Hypocritically justifying it by a desire to restore the unity of Ukrainian Orthodoxy, the Patriarchate of Constantinople, by its senseless and politically motivated decisions, brings in an even larger division and aggravates the suffering of the canonical Orthodox Church of Ukraine.
To admit into communion schismatics and a person anathematized in other Local Church with all the ‘bishops’ and ‘clergy’ consecrated by him, the encroachment on somebody else’s canonical regions, the attempt to abandon its own historical decisions and commitments – all this leads the Patriarchate of Constantinople beyond the canonical space and, to our great grief, makes it impossible for us to continue the Eucharistic community with its hierarch, clergy and laity. From now on until the Patriarchate of Constantinople’s rejection of its anti-canonical decisions, it is impossible for all the clergy of the Russian Orthodox Church to concelebrate with the clergy of the Church of Constantinople and for the laity to participate in sacraments administered in its churches.
The move of hierarche or clergy from the canonical Church to the schismatics or entering in the Eucharistic communion with the latter is a canonical crime involving appropriate suspensions.
With grief we evoke the prophecy of our Lord Jesus Christ about the time of temptation and special suffering of Christians: Because of the increase of wickedness, the love of most will grow cold (Mt. 24:12).

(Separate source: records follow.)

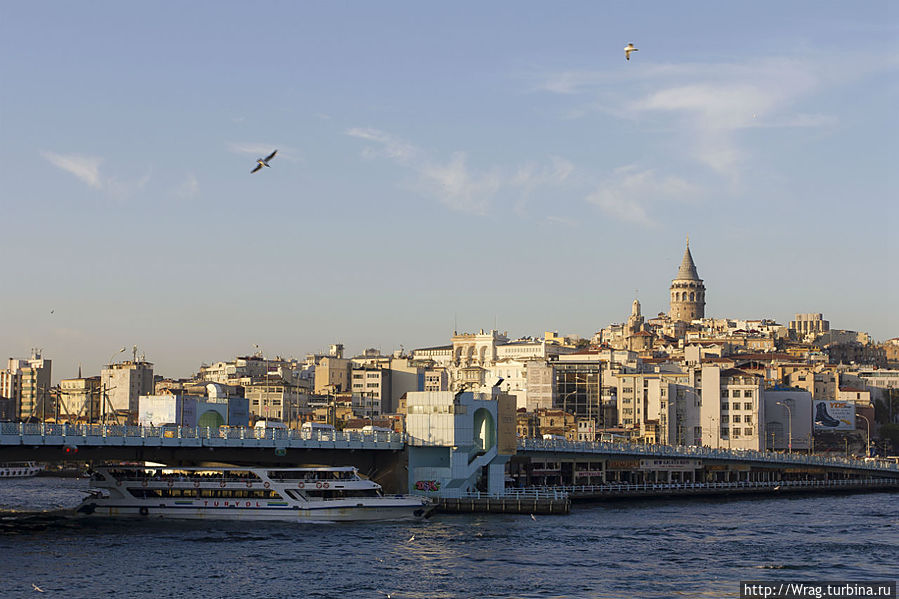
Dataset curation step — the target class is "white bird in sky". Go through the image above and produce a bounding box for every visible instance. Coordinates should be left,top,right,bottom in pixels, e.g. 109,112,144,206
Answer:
250,150,278,174
624,43,639,60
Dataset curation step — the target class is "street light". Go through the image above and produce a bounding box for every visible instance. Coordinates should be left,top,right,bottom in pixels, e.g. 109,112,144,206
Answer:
856,414,871,458
776,401,793,453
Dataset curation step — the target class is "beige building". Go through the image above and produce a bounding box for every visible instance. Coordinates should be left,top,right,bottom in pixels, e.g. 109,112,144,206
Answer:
315,356,351,395
786,367,839,400
0,349,55,420
59,376,102,422
100,360,155,424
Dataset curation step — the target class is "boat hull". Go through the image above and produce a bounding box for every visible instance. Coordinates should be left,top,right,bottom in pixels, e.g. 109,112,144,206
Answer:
77,500,433,523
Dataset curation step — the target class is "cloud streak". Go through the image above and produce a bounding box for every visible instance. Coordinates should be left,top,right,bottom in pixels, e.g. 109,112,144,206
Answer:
586,165,702,227
534,57,872,180
41,152,103,189
345,128,574,215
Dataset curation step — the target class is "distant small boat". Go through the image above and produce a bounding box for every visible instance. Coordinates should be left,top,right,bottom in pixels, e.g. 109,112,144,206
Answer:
0,462,44,478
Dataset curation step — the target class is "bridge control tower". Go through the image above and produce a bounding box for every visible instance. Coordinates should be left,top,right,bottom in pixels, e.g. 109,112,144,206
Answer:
406,387,517,497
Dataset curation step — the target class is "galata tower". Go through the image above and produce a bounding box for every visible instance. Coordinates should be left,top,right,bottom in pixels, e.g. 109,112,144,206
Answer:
668,239,705,322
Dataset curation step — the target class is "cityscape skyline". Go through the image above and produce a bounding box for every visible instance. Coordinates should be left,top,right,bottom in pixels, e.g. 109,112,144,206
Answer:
0,2,899,379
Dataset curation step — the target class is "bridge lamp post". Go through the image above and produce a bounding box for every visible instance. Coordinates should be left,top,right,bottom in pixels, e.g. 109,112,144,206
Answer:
777,401,793,453
856,414,871,458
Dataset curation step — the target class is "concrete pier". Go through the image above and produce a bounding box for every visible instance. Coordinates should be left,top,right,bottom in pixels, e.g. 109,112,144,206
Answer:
437,490,571,514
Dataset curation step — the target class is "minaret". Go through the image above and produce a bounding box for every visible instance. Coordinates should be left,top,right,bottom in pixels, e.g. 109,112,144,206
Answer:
668,237,705,322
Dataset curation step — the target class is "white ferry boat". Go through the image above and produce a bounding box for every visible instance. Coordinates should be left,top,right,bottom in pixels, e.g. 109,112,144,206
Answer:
0,462,44,478
76,466,434,522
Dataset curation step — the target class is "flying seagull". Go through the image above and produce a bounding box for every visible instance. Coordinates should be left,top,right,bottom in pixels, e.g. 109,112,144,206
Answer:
250,150,278,174
624,43,639,60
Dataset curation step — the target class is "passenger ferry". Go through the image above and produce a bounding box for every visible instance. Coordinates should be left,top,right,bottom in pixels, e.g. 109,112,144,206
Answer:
76,466,435,522
0,462,44,478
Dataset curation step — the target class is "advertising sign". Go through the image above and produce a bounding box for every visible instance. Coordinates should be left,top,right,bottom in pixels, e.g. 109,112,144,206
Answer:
812,399,855,431
496,395,518,455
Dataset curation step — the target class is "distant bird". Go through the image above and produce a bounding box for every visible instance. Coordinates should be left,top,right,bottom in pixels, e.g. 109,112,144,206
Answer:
624,43,639,60
250,150,278,174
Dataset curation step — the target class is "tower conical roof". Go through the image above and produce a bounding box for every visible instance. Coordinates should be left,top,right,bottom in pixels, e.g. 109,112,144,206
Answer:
675,243,701,281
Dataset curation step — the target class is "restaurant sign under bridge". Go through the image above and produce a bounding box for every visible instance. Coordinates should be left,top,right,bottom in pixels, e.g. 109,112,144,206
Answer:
640,458,702,471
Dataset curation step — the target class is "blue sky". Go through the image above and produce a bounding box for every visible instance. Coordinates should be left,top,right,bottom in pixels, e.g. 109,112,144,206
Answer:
0,1,899,379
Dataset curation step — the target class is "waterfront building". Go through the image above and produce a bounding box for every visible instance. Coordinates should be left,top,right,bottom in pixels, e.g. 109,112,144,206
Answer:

In a situation of the deep undermining of inter-Orthodox relations and full disregard for ages-long norms of church canonical law, the Holy Synod of the Russian Orthodox Church believes it her duty to come out in defense of the fundamental traditions of Orthodoxy, in defense of the Holy Tradition of the Church substituted by new and strange teachings on the universal power of the first among the Primates.
We call upon the Primates and Holy Synods of Local Orthodox Churches to a proper evaluation of the above-mentioned anti-canonical actions of the Patriarchate of Constantinople and to a joint search for a way out of the grave crisis tearing apart the body of the One Holy, Catholic and Apostolic Church.
We express our all-round support for His Beatitude Onufriy, Metropolitan of Kiev and All Ukraine and for the plenitude of the Ukrainian Orthodox Church at a time so hard for her. We pray for the strengthening of her faithful standing in a courageous vigil for the truth and unity of the canonical Church in Ukraine.
We ask the archpastors, clergy, monastics and laity of the whole Russian Orthodox Church to enhance their prayers for our brothers and sisters of the same faith in Ukraine. May the prayerful veil of the Most Holy Heavenly Queen, the honorable fathers of the Kiev Caves, St. Job of Pochaev, new martyrs and confessors and all the saints of the Russian Church be over all of us.